Lorsqu’il rentre d’Harare, où les Wailers viennent de donner un concert en l’honneur de l’indépendance du Zimbabwe, le 18 avril 1980, Bob sait qu’il est en phase terminale. Il travaille comme un lion pour mettre au point le journal de Tuff Gong, son studio d’enregistrement. Il le baptisa Survival et, malgré l’approche mystique et les passages consignant "les enseignements de Sa Majesté", le journal de Marley faisait l’effort de toucher les jeunes. Bob Marley termina sa vie en prenant soin d’aider durablement les causes pour lesquelles il avait lutté. Il céda les droits d’auteur de certaines chansons à une Fondation dont l’objectif était d’aider les enfants du ghetto à s’alimenter correctement (the Hunger project). Il laissa aussi un Testament en faveur de la cause africaine :

"I and I made our contribution to the freedom of Zimbabwe. When we say Natty going to dub it up in a Zimbabwe, that’s exactly what we mean, " give the people what they want " Now they got what they want do they want more ? " Yes ", the Freedom of South Africa. So Africa unite, unite, unite. You’re so right and let’s do it."

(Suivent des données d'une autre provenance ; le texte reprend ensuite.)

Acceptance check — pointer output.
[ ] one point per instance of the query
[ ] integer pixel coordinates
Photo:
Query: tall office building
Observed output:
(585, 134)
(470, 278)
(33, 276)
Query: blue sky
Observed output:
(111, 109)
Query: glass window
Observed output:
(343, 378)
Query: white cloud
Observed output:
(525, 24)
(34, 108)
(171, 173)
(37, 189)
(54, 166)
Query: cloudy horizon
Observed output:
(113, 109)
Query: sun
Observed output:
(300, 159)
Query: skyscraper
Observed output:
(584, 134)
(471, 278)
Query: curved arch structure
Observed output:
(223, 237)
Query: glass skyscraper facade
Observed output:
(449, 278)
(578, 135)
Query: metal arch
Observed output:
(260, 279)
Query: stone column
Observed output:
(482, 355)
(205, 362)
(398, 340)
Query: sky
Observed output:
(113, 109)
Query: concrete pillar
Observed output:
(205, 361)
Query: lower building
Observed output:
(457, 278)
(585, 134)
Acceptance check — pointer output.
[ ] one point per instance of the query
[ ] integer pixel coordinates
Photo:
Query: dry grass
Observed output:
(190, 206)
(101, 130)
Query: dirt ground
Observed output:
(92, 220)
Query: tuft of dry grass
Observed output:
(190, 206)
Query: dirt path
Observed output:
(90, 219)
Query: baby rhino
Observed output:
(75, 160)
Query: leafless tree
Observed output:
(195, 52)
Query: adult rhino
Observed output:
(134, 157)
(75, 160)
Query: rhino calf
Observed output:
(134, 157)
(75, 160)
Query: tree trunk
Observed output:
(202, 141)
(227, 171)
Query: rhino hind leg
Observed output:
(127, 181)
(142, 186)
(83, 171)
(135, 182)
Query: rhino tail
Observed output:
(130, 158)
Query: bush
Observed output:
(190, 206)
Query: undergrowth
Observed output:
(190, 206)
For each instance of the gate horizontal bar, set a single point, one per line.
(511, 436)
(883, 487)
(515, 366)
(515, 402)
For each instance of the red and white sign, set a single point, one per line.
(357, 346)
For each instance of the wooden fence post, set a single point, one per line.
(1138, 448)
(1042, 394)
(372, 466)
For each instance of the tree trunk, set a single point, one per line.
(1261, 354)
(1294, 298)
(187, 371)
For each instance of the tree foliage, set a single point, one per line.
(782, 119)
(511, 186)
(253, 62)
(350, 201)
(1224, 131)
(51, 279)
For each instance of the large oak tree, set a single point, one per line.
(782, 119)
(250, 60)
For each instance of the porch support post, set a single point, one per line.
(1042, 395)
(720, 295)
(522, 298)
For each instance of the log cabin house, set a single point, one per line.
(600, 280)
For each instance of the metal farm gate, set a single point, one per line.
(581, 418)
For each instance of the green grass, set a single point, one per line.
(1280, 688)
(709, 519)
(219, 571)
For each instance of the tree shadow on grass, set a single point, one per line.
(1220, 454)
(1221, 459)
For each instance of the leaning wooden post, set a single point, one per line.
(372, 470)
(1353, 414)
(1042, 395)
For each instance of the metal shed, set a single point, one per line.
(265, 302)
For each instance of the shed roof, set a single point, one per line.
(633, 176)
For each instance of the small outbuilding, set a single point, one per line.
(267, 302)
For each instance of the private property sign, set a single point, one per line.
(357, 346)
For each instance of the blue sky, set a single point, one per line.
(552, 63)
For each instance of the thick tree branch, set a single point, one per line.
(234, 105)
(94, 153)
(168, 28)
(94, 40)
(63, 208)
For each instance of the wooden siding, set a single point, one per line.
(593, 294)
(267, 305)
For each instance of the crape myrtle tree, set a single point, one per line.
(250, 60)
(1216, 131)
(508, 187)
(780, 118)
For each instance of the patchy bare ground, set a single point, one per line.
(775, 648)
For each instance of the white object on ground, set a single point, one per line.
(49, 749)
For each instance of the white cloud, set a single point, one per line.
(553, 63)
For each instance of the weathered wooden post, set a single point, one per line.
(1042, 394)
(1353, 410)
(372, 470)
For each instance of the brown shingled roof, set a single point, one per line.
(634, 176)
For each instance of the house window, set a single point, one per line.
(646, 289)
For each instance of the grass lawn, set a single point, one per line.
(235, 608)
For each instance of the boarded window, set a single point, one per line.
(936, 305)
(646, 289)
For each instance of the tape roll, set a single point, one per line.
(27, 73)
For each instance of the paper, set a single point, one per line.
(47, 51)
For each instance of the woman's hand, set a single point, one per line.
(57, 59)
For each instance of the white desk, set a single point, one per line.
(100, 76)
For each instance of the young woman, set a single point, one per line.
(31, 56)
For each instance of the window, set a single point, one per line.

En septembre 80, Bob Marley donne son dernier grand concert au Madison Square Garden de New-York, devant 20 000 personnes. Le jour suivant, il est pris d’un malaise alors qu’il court un jogging dans Central Park. Quelques jours après, il a un nouveau malaise, cette fois lors d’un concert, à Pittsburgh, au cours de ce qui devait s’avérer être son dernier show. Bob lutta plusieurs mois contre la maladie, un cancer du cerveau, dans la clinique du Dr. Joseph Issel, en RFA. Il mourut le 11 mai 1981 à Miami, au cours d’une escale alors qu’il rejoignait la Jamaïque pour y vivre ses derniers instants. Il avait 36 ans. Il fut enterré dans un caveau à St. Ann, près de la maison familiale, par sa femme, Rita, qui l’embauma comme les Égyptiens et les Africains le faisaient pour leurs rois.

Sa mort fut ponctuée de célébrations divers. Le mercredi 20 mai fut un jour de deuil national. Une cérémonie officielle eut lieu au Stade national, en présence de Sir Florizel Glasspole, le gouverneur général, de Michael Manley, le leader de l’opposition, et d’Edward Seaga, le premier ministre. Ce dernier annonça l’érection d’une statue en l’honneur de Bob Marley, la première du genre, dans le Jamaica Park. Il conclut en disant "May his soul find contentment in the achievment of his life and rejoice in the embrace of Jah Rastafari". A ce moment, les milliers de Rastas venus rendre un dernier hommage à leur prophète acclamèrent Jah en reprenant en chœur "Rastafari ! Rastafari !". Dans la mort, la société officielle reconnaissait finalement Marley et son Dieu.

Agacés par cette forme de récupération, les Wailers poussèrent les barrières de police, prirent le cercueil dans lequel reposait Bob Marley et l’embarquèrent sur une camionnette. Ils partirent, suivis par un cortège incroyable, fait de bus, de voitures, de motos, de vélos et de gens courant derrière cette procession motorisée qui s’enfonçait dans le cœur de la Jamaïque, en direction des montagnes natales de Bob. Edward Seaga, décidé à ne pas se laisser écarter de l’événement, se fit transporter par hélicoptère jusqu’au temple qui devait accueillir la dépouille. Ce faisant, il arriva avant tout le monde, évitant le trajet sous le soleil, au milieu de la foule. La cérémonie eut lieu dans le plus grand désordre, une foule de plus de 10 000 personnes priant et chantant pour le départ du Dieu du reggae, tandis que les forces de police, à cheval, faisaient mine de vouloir ramener un ordre que personne n’entendait troubler.